PrioritizeNodes通过各种优选算法计算pod在每个节点中每项优选算法的分数，最后将各个节点的分数汇总，最后再乘以每项优选算法的权重，将最终结果返回。
Schedule的优选算法分别如下
(1) BalancedResourceAllocation
选择将pod部署后，各项资源使用率更均衡的节点，必须与LeastRequestedPriority一同使用，它将计算cpu和memory的比重，并根据两个度量标准彼此之间的diff来确定主机的优先级。具体计算公式为
score = 10 - abs(cpuFraction-memoryFraction)*10
其中cpuFraction为totalRequestCPU/totalCapacityCPU，memoryFraction为totalRequestMem/totalCapacityMem。

func BalancedResourceAllocationMap(pod *v1.Pod, meta interface{}, nodeInfo *schedulercache.NodeInfo) (schedulerapi.HostPriority, error) {
    var nonZeroRequest *schedulercache.Resource
    if priorityMeta, ok := meta.(*priorityMetadata); ok {
        nonZeroRequest = priorityMeta.nonZeroRequest
    } else {
        // We couldn't parse metadatat - fallback to computing it.
        nonZeroRequest = getNonZeroRequests(pod)
    }
    return calculateBalancedResourceAllocation(pod, nonZeroRequest, nodeInfo)
}

(2) InterPodAffinityPriority
迭代 weightedPodAffinityTerm的元素计算和，并且如果对该节点满足相应的PodAffinityTerm，则将 “weight” 加到和中，具有最高和的节点是最优选的；
(3) LeastRequestedPriority
根据pod请求的cpu和内存与节点的cpu和内存容量的比值，比值小的权重大，具体的计算公式为
cpu((capacity - sum(requested)) * 10 / capacity) + memory((capacity - sum(requested)) * 10 / capacity) / 2
其中capacity节点的容量，sum(requested)为pod中各容器请求资源总和。

func LeastRequestedPriorityMap(pod *v1.Pod, meta interface{}, nodeInfo *schedulercache.NodeInfo) (schedulerapi.HostPriority, error) {
    var nonZeroRequest *schedulercache.Resource
    if priorityMeta, ok := meta.(*priorityMetadata); ok {
        nonZeroRequest = priorityMeta.nonZeroRequest
    } else {
        // We couldn't parse metadata - fallback to computing it.
        nonZeroRequest = getNonZeroRequests(pod)
    }
    return calculateUnusedPriority(pod, nonZeroRequest, nodeInfo)
}

(4) NodeAffinityPriority
Kubernetes调度中的亲和性机制。
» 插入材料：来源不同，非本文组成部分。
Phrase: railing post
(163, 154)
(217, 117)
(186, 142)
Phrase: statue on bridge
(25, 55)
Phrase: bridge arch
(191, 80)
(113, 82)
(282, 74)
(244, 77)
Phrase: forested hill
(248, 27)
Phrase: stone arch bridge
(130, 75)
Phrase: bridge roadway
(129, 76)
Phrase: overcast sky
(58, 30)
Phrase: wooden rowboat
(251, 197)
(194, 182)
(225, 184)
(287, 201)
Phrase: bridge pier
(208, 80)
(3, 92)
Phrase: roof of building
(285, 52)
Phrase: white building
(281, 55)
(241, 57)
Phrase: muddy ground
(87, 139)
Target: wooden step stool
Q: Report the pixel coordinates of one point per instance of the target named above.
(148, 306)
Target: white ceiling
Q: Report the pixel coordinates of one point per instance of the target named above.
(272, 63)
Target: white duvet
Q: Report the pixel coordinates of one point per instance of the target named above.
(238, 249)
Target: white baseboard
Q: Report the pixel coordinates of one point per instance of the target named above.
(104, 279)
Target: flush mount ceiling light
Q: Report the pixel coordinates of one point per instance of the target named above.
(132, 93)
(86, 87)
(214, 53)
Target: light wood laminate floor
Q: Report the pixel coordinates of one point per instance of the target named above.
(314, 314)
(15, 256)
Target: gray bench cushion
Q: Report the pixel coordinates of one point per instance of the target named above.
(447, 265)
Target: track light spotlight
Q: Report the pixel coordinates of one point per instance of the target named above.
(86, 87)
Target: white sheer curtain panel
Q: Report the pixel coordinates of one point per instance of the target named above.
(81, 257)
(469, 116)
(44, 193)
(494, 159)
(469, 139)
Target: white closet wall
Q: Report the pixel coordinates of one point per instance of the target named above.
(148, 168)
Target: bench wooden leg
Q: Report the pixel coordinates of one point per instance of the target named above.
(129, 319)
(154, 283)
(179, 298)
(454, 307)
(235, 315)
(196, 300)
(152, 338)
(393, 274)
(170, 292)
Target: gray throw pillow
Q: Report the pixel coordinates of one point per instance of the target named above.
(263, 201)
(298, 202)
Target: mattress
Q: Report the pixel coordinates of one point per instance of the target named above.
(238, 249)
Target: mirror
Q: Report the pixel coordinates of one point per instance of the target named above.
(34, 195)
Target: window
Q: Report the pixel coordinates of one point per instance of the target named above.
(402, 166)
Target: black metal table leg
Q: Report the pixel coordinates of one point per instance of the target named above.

Node Selectors（调度时将 pod 限定在指定节点上），支持多种操作符（In、 NotIn、 Exists、DoesNotExist、 Gt、 Lt），而不限于对节点 labels 的精确匹配。另外，Kubernetes 支持两种类型的选择器，一种是 “ hard（requiredDuringSchedulingIgnoredDuringExecution）” 选择器，它保证所选的主机满足所有Pod对主机的规则要求。这种选择器更像是之前的 nodeselector，在 nodeselector 的基础上增加了更合适的表现语法。另一种 “ soft（preferresDuringSchedulingIgnoredDuringExecution）” 选择器，它作为对调度器的提示，调度器会尽量但不保证满足 NodeSelector 的所有要求。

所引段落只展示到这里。